Let's just consider what a decade in a landfill will do to a hard drive.
It's not just a big pile of trash you could rummage through, according to the site manager
things that were sent to landfill three or four months ago could be three to five feet deep
So there is a good deal of waste on top eleven years later, which means
- the layers get compacted, things break, under the weight and pressure of heavy machinery crisscrossing the site.
- other waste gradually dissolves into who knows what kinds of chemicals. I can't tell what kinds of waste exactly is deposited there, but clearly electronic parts among others.
We're talking about a hard drive that was removed from the computer, so it only has a thin aluminium casing for protection. Chances are it's crushed beyond recoverability.
Also, in 2013, this would have been a mechanical drive. Even in optimal circumstances, there are a bunch of ways they can fail, leading to data loss.

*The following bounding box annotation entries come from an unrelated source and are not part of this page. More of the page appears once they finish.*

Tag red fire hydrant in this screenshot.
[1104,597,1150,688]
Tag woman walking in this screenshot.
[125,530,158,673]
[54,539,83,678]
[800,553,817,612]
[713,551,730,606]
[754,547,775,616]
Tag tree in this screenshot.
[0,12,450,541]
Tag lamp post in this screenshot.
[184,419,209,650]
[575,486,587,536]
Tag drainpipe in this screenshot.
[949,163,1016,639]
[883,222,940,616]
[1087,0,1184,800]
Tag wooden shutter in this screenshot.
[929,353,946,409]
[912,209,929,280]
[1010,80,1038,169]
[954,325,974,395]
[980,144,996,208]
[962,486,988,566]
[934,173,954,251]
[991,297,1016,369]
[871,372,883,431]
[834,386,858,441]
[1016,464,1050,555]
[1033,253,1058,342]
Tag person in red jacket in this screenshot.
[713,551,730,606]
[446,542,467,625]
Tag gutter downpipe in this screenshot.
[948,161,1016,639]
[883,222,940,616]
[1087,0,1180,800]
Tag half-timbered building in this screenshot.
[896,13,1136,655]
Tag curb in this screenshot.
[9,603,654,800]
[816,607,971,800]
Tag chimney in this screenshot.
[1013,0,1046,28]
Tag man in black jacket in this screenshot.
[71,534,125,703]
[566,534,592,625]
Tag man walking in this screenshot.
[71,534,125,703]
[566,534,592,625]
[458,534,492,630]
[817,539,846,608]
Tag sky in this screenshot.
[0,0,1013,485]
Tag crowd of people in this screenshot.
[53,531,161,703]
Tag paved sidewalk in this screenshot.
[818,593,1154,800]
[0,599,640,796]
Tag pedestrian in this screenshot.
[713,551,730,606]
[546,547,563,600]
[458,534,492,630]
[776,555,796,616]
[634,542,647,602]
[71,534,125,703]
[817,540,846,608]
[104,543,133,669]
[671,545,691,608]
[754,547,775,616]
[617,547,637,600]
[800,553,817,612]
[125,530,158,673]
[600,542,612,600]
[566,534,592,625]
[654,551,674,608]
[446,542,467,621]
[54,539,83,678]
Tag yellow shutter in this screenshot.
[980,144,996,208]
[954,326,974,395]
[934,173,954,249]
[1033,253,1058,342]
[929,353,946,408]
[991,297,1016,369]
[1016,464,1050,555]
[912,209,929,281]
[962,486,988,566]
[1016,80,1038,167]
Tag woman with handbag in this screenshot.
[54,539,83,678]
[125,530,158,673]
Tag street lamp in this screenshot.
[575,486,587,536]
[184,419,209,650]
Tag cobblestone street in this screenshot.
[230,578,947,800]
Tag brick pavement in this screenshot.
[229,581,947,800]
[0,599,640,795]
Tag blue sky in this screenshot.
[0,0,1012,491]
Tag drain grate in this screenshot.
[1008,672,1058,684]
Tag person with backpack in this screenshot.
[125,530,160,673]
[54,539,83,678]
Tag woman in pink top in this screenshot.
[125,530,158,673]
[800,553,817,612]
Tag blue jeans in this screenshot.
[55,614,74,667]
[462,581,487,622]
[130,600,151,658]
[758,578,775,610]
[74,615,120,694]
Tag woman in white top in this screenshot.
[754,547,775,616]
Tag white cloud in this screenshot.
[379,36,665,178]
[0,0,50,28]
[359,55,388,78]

The spinning disk inside the casing is fairly fragile. One scratch on its surface could render it unreadable, as would, say, spilling a sugary drink into it, which our unfortunate bitcoiner already did. Now imagine the drive buried in an environment full of debris and potentially corrosive chemicals.
TL;DR — At this point, even if a major excavation was undertaken and the drive was located, there is barely a chance that any data would be retrievable from it.
It's dead, Jim. Bitcoin man is chasing a dream long past its sell-by date.